Ce livre m’a déboussolée, et c’est justement ce que j’ai aimé. Je n’ai pas trouvé cette lecture facile. J’étais perdue dans le fil narratif, mais également avec le style. La construction ressemble à une succession d’anecdotes, de nouvelles ou de poèmes, souvent avec des phrases très courtes, qui vont constituer, mis bout à bout, l’histoire globale.

Les choses et les animaux semblent avoir plus d’existence que les humains, ils sont décrits de manière plus précises, semblent ressentir la douleur et le malheur.
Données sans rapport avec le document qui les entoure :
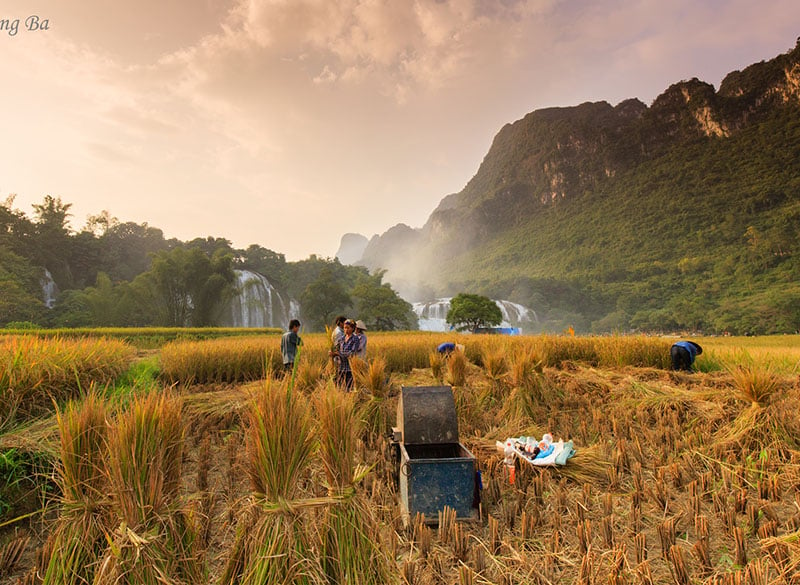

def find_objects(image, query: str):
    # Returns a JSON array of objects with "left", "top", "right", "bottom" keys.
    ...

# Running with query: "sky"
[{"left": 0, "top": 0, "right": 800, "bottom": 260}]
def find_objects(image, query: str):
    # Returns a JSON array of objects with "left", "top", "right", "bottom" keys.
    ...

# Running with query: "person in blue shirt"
[
  {"left": 330, "top": 319, "right": 361, "bottom": 392},
  {"left": 281, "top": 319, "right": 303, "bottom": 372},
  {"left": 669, "top": 341, "right": 703, "bottom": 372}
]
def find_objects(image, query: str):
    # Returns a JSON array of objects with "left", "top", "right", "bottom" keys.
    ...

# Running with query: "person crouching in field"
[
  {"left": 331, "top": 319, "right": 361, "bottom": 391},
  {"left": 281, "top": 319, "right": 303, "bottom": 372},
  {"left": 669, "top": 341, "right": 703, "bottom": 372},
  {"left": 436, "top": 341, "right": 464, "bottom": 359}
]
En fait, je me suis demandée à plusieurs reprises si je lisais un roman ou de la poésie. Un peu l’un et l’autre. Cela donne une impression très étrange et bizarre. En réalité, c’est une lecture totalement inhabituelle.

De plus, l’ambiance générale est lourde, malsaine et délabrée, mais comme elle est décrite de manière poétique, il est difficile de se situer dans un réel connu, d’autant plus que les repères temporelles ou de lieu sont quasiment absents.

Enfin, on ressent dans tous les pores de sa peau l’oppression que Herta Müller veut faire passer. Pas de doute, le malaise latent est bien présent, et se transmet à travers chaque mot et chaque phrase. Réussir ça est un bel exploit.

Les premières lignes :

Des roses poussent autour du monument aux morts. Un buisson de roses. Si folles qu’elles étouffent l’herbe. Les fleurs sont blanches, rabougries, serrées comme des fleurs en papier. Elle froufroutent. C’est l’aube. Il fera bientôt jour.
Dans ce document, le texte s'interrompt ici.